Keywords like community, collaboration and friendly competition turn up time and time again in discussions about the music and restaurant scenes. An Associated Press piece titled “Nashville Rock Scene Moves Out of the Shadows” included an interview with The Black Keys’ Dan Auerbach, who echoed Spyridon’s sentiments, citing “Southern hospitality” and a general rule of keeping one’s ego in check as important properties of the local music community, which Rolling Stone hailed in April 2011 as the country’s “Best Music Scene.”
Despite all of the positive press, it’s hard to ignore the thinly veiled “Surprise! Nashville is cool!” vibe that permeates the national media parachuting into the city. GQ wrote Nashville “used to be just a city of ten-gallon hats and the Grand Ole Opry,” while Lucky Magazine claimed that the city was under a “ubiquitous hum of country music” and that “Southern-belle saleswomen” were a key feature of a local boutique.
The local fashion scene has picked up some credibility through locally produced events like Nashville Fashion Week and the nD Festival, which both provide outlets for local designers to showcase their work, and with the rapidly growing success of local designers such as Imogene + Willie and Peter Nappi. But fashion hasn’t quite caught up with the restaurant and music scenes, at least from an outsider’s perspective.

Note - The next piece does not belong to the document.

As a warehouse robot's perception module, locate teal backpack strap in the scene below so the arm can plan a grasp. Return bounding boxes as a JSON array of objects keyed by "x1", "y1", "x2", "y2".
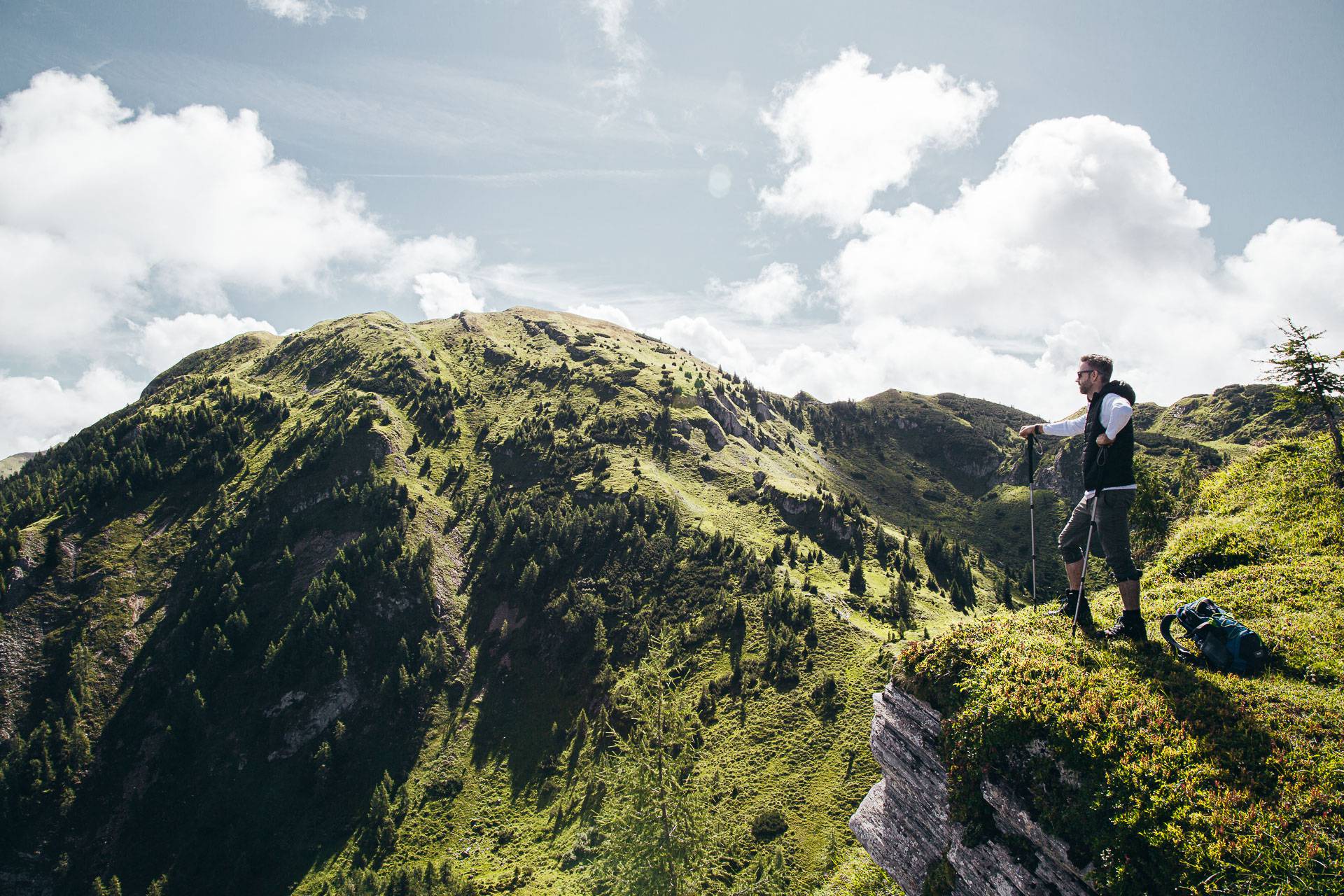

This explains why many reacted with surprise when a Sept. 7 piece on The Atlantic’s Cities site named Nashville fourth in leading American cities for fashion, citing Nashville’s music industry as “a growing impetus for musicians to collaborate with fashion designers.”
So, have we moved past the boots and the belt buckles, literally and figuratively?
“I think we’ve moved light-years in terms of presenting what the city’s really like,” Spyridon says. “I will use the Grammy nomination broadcast as an example of both: The fact that The Recording Academy is going to bring this show to Nashville speaks volumes about how far we’ve come. Nobody’s hiding from country music, it’s just good music, period. But, on the other hand, when the release went out, the Washington Post’s headline was ‘Yee-haw.’ And the L.A. Times said something about ‘The Grammys go country.’ Here’s the pre-eminent organization in the world for all genres, and they said, ‘We should do this in Nashville,’ and the media still can’t let it go. That just shows their ignorance more than anything. It also reminds me that we still have work to do.”
Maybe it doesn’t matter if a large portion of the general population thinks Nashville is filled with a bunch of people who look like extras from a Big & Rich video, sitting around eating barbecue while we watch My Big Redneck Vacation. But when it comes to the music, restaurant and fashion industries, image matters, and the premiere of Nashville could change the way people view us for the better. “I’ve been here 21 years, I’ve seen a lot of different takes on Nashville, and I’ve really never seen any that didn’t make me cringe,” Spyridon admits. “There’s nothing about this show that’s made me cringe.”
So what does Spyridon think the actual Nashville is? “It’s real. Nashville is an authentic community on every level. It’s not fabricated, and it’s not a house of cards.”
It will be interesting to see if Hollywood — not always known for valuing reality over fiction — thinks that, too.